Research & Papers

I Want to Believe (but the Vocabulary Changed): Measuring the Semantic Structure and Evolution of Conspiracy Theories

A new study analyzes 169.9M Reddit comments to map how conspiracy language changes over a decade.

Deep Dive

A team of researchers—Manisha Keim, Sarmad Chandio, Osama Khalid, and Rishab Nithyanand—has published a novel study that uses computational linguistics to track the evolution of conspiracy theories in online discourse. Their paper, 'I Want to Believe (but the Vocabulary Changed): Measuring the Semantic Structure and Evolution of Conspiracy Theories,' moves beyond simply tracking keywords to analyze how the underlying meaning of conspiracy-related language changes over time. The core of their methodology involves treating conspiracy theories as 'semantic objects' within a language space, which allows for a more nuanced analysis than counting mentions of specific terms like 'QAnon' or 'chemtrails.'

To map this evolution, the researchers analyzed a massive dataset of 169.9 million comments from Reddit's r/politics subreddit, spanning the decade from 2012 to 2022. They employed aligned word embeddings, a type of AI model that represents words as vectors, to compare the 'semantic neighborhoods' of conspiracy-related language across different time periods. This technique allows them to see if the concepts associated with a conspiracy theory remain stable, expand to include new ideas, contract, or get entirely replaced by new terminology while retaining a similar core meaning.

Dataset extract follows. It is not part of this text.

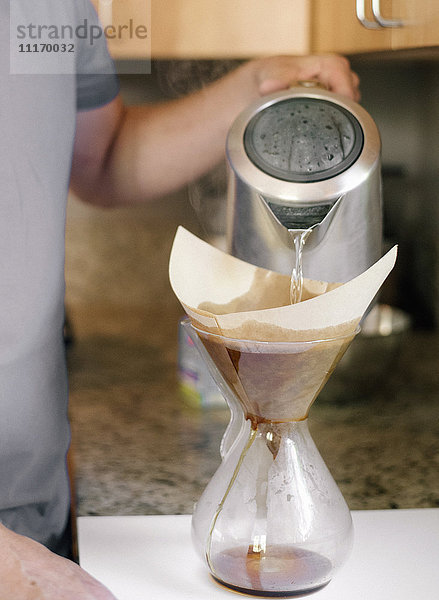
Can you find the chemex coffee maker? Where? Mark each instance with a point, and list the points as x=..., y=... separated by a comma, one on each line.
x=305, y=159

The study's key finding is that conspiracy theories evolve in complex, non-uniform ways that are invisible to traditional keyword tracking. For instance, a theory might maintain a stable core belief while the specific vocabulary used to discuss it completely changes, or its meaning might expand to absorb adjacent political narratives. This research provides a powerful new framework for researchers, platform moderators, and policymakers to understand not just the spread, but the morphological adaptation of harmful online narratives, enabling more effective detection and intervention strategies.

Key Points
  • Analyzed 169.9 million Reddit comments from r/politics over a 10-year period (2012-2022).
  • Used aligned word embeddings to track conspiracy theories as evolving 'semantic objects,' not just keywords.
  • Found four distinct evolution patterns: semantic stability, expansion, contraction, and vocabulary replacement.

Why It Matters

Provides a new AI-powered method to detect evolving online narratives, crucial for content moderation and disinformation research.